The continuous development of the current economy has resulted in the burning of fossil fuels, which has caused a gradual increase in carbon dioxide concentration in the atmosphere. This has subsequently led to greenhouse effects and various climate problems. Selectively capturing and efficiently separating carbon dioxide is of paramount significance in ameliorating the current climate problems. Metal-organic framework (MOF) materials have gained widespread attention due to their high specific surface area, controllable pore size, high thermal stability, and mechanical stability, and have been extensively used in the field of gas adsorption, particularly in the capture and separation of carbon dioxide, with important practical application value.

This study reports the synthesis of two new pillar-layered metal-organic frameworks using Zn(II) as the central metal and three nitrogen atoms and two carboxylic acid ligands via the solvothermal method. The gas adsorption separation, structural transformation, and fluorescence sensing properties of the MOFs were investigated. A new pillar-layered metal-organic framework material, the complex [Zn2(ATZ)2(SQA)]'DMF', was synthesized by mixing the ligands SQA and ATZ with Zn(NO3)2'6H2O' under solvothermal conditions. The complex exhibited good thermal and chemical stability. The adsorption and separation performance of this material for CO2/N2 was studied, and a selectivity separation ratio of CO2/N2 at normal temperature and pressure was calculated by the ideal adsorption solution theory, which was found to be 74, satisfying the requirements of CO2 separation.

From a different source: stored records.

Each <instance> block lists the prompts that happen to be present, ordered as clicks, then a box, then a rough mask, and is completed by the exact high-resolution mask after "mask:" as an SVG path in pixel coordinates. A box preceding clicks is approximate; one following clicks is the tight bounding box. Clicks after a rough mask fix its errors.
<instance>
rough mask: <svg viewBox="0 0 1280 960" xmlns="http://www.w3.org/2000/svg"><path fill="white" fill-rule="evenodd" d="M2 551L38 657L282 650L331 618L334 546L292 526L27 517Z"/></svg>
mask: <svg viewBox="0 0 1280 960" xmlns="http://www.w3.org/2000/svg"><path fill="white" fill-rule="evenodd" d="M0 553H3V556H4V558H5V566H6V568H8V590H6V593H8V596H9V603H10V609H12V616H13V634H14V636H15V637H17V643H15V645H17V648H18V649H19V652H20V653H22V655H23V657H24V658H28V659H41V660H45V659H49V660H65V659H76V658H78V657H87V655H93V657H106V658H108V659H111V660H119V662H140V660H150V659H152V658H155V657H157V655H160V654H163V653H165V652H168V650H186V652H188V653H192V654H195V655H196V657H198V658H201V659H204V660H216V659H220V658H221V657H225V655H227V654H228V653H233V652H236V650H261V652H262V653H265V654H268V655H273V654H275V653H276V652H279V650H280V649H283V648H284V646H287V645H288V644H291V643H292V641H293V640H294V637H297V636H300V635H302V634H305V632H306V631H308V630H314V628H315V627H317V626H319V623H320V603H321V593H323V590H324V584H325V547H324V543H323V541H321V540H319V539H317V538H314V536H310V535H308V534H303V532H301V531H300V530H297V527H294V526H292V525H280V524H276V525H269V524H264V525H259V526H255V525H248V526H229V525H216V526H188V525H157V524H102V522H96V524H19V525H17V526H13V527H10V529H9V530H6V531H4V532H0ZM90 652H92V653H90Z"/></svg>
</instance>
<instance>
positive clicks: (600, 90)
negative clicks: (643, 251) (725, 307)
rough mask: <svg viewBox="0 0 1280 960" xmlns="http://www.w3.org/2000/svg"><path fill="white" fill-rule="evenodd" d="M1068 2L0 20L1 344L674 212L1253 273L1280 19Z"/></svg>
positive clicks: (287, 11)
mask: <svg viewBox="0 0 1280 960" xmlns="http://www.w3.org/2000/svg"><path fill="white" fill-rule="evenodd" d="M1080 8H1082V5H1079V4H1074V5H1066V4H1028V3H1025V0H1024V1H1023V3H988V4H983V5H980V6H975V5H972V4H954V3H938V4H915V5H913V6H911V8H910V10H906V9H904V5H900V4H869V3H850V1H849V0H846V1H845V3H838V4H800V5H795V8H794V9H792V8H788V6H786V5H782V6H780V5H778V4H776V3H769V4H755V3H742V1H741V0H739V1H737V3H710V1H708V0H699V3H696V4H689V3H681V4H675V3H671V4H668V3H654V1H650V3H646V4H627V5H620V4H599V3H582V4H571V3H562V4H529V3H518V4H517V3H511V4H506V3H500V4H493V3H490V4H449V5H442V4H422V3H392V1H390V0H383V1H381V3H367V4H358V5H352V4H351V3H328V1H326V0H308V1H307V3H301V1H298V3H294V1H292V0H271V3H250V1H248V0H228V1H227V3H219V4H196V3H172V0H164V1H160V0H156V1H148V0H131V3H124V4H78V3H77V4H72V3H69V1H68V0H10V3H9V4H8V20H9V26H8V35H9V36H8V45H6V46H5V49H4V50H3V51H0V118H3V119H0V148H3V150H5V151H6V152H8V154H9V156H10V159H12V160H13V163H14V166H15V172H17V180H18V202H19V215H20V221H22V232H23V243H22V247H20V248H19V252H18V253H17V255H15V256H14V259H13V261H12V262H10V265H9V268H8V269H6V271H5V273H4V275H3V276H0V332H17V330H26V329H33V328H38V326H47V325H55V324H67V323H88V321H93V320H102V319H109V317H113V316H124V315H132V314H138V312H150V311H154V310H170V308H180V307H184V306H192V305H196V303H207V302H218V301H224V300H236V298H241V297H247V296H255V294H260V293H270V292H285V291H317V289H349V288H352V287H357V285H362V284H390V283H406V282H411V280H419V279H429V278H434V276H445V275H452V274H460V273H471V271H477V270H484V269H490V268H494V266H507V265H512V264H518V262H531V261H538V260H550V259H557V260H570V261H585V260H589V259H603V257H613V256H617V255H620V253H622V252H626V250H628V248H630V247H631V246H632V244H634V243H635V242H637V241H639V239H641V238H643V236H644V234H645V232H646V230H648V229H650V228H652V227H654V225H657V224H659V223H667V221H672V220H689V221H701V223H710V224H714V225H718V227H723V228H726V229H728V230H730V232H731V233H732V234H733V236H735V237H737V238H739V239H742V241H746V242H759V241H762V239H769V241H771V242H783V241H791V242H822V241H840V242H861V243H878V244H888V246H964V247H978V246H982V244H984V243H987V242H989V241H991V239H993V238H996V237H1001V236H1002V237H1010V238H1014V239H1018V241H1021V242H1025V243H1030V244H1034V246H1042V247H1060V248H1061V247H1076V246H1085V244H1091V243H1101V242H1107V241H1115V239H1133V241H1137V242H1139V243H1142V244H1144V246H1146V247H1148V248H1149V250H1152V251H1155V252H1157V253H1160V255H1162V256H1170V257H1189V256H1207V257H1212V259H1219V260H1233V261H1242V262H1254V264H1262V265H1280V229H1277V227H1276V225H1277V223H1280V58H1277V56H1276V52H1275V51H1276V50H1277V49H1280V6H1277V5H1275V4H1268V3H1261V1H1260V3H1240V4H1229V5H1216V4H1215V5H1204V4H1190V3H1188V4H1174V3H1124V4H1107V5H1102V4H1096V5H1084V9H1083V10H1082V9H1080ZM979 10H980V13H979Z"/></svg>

Furthermore, the dicarboxylic acid pillar in the two-dimensional interlayer support was replaced with 9,10-anthracene dicarboxylic acid (H2ADC), and reacted with Zn(NO3)2'6H2O' and TRZ under solvothermal conditions to obtain a second isomorphic pillar-layered metal-organic framework material, the complex [Zn2(TRZ)2(ADC)]'DMF'. The transformation behavior of this structure was mainly studied, and the MOF underwent a structural transformation after passing CO2 gas, which can be observed through the change of PXRD diffraction peaks. The fluorescence transformation of the complex [Zn2(TRZ)2(ADC)]'DMF' was also investigated, which changed from the original synthesized blue-violet light to the white light of the activated phase. Further introduction of CO2 into the activated phase caused the white light to change back to blue-violet light, indicating potential application in CO2 gas sensing.

In conclusion, the study presents the synthesis and characterization of two new pillar-layered metal-organic frameworks with potential application in CO2 separation and sensing. The findings of this research provide insights into the development of MOF materials for environmental protection and sustainability.